On Saturday, Sparrow received its world premiere at Kings Place. It was a joy to hear it played so sensitively by Marianne Schofield, whose astonishing accuracy with its rather tricky notes was matched by a complete command of pacing and drama. A massive thank you to Riot Ensemble, who commissioned and presented the piece. If you want to hear more harmonics and microtones, I have a premiere of a commission from the LSO at LSO St. Luke's on June 15th!
I was particularly pleased with the beautiful programme that Tim Rutherford-Johnson wrote. I’ve been reading Tim’s blog, The Rambler, for years and years, so it was exciting to see him so perfectly capture the essence of my piece. With Tim’s permission, I’ve posted the entire note below. The last sentence resonates with me so much that it’s almost a little uncanny: I’d never have found those words to describe my music, but now I’ve seen them, I know that they’re just right.
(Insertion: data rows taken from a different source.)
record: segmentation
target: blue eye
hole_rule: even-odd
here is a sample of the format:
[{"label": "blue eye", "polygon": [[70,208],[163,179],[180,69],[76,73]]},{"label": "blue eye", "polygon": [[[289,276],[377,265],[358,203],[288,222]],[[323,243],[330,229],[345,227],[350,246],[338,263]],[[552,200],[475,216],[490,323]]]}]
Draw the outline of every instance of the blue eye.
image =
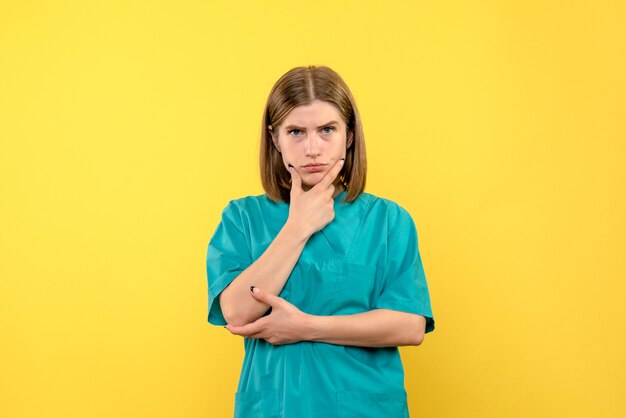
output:
[{"label": "blue eye", "polygon": [[[330,129],[330,130],[327,131],[327,129]],[[333,128],[332,126],[327,126],[327,127],[324,128],[324,133],[325,134],[329,134],[329,133],[331,133],[334,130],[335,130],[335,128]]]},{"label": "blue eye", "polygon": [[298,136],[299,132],[300,132],[300,129],[291,129],[291,130],[287,131],[287,133],[289,135],[293,135],[293,136]]}]

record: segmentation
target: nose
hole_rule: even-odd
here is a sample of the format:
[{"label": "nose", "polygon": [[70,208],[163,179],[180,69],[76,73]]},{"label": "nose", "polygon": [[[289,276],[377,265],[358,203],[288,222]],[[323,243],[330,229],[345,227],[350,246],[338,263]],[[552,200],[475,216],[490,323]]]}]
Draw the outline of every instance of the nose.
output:
[{"label": "nose", "polygon": [[314,135],[309,135],[309,138],[307,138],[306,141],[306,156],[307,157],[317,157],[320,155],[320,138],[318,138],[319,135],[314,134]]}]

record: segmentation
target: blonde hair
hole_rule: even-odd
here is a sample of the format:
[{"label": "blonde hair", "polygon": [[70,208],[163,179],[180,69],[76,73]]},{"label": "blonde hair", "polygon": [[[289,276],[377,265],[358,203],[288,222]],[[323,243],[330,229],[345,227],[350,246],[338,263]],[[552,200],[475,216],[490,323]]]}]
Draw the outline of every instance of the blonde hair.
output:
[{"label": "blonde hair", "polygon": [[338,175],[346,188],[344,202],[353,202],[365,189],[367,159],[361,117],[352,93],[343,79],[326,66],[296,67],[285,73],[270,91],[263,111],[261,127],[261,183],[270,199],[289,202],[291,174],[285,168],[281,154],[272,142],[270,126],[276,128],[294,108],[313,100],[334,104],[346,124],[346,134],[352,144],[346,150],[346,160]]}]

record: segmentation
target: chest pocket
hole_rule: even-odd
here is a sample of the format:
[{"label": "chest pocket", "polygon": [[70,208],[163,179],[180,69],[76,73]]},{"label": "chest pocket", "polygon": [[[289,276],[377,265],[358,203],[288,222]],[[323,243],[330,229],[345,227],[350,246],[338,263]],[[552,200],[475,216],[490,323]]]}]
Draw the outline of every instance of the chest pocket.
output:
[{"label": "chest pocket", "polygon": [[347,315],[371,309],[376,267],[343,260],[299,260],[280,296],[312,315]]}]

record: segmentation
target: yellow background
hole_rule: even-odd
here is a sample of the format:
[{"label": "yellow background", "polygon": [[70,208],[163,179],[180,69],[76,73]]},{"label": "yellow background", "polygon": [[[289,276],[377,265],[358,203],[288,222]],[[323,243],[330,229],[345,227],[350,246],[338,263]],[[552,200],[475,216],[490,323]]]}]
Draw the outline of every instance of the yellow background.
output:
[{"label": "yellow background", "polygon": [[0,4],[0,416],[232,416],[206,246],[307,64],[418,228],[412,416],[626,416],[623,2]]}]

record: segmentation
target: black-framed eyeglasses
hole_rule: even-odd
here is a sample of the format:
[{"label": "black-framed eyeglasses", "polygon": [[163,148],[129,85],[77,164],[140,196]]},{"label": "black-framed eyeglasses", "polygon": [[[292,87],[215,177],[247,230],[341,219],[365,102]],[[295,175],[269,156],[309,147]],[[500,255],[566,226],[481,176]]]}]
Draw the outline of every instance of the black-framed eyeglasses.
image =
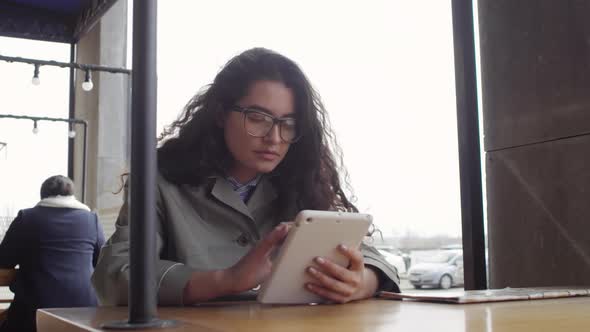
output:
[{"label": "black-framed eyeglasses", "polygon": [[295,118],[277,118],[255,108],[240,106],[234,106],[231,110],[244,114],[244,129],[250,136],[265,137],[276,124],[279,126],[279,136],[285,143],[295,143],[301,137]]}]

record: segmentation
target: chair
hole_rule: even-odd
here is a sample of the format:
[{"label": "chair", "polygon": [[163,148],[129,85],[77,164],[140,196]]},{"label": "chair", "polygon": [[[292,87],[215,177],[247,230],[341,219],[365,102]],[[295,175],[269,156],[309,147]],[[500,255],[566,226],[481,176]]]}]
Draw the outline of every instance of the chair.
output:
[{"label": "chair", "polygon": [[[0,269],[0,287],[10,286],[10,283],[16,277],[16,269]],[[10,303],[12,299],[0,298],[0,303]],[[6,309],[0,309],[0,322],[6,318]]]}]

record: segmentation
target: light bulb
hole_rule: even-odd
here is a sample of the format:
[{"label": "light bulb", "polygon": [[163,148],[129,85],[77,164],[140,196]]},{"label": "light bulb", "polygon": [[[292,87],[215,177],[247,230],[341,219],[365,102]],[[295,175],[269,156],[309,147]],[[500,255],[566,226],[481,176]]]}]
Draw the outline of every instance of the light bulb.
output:
[{"label": "light bulb", "polygon": [[33,122],[33,134],[39,133],[39,127],[37,127],[37,121]]},{"label": "light bulb", "polygon": [[33,72],[33,79],[31,80],[33,85],[41,84],[41,80],[39,79],[39,65],[35,64],[35,71]]},{"label": "light bulb", "polygon": [[82,90],[90,91],[92,90],[92,87],[94,87],[94,84],[92,84],[92,73],[90,73],[90,70],[86,69],[86,75],[84,77],[84,82],[82,83]]},{"label": "light bulb", "polygon": [[84,91],[90,91],[90,90],[92,90],[93,87],[94,87],[94,84],[92,84],[92,81],[84,81],[82,83],[82,90],[84,90]]},{"label": "light bulb", "polygon": [[74,137],[76,137],[76,131],[75,131],[75,130],[70,130],[70,131],[68,131],[68,137],[69,137],[69,138],[74,138]]}]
"Sparrow is one of dozens of solo works commissioned by Riot Ensemble (and premiered on YouTube) in support of composers during the pandemic. It is inspired by the view behind the Kilburn flat in which Bates, his partner and three friends saw out the first Covid lockdown: a typical London canyon of gardens and railway line running between high-backed Victorian terraces. In the depths of lockdown, sparrows had exclusive access to this domain, flitting between empty commuter trains and families confined to their gardens. Sparrow is not representational as such: for a start, portraying such a small bird on such a large instrument is an amusing inversion of scale. And Bates’s work contains little of the characteristic fidgety chatter of sparrows in a hedge that recalls teenagers hanging around a bus stop after school. Instead, it is evocative of that strange spring in which human life retreated a little and nature expanded: the sparrow’s more-than-humanness captured in chiming microtones and harmonics, like the court music of a short-lived empire."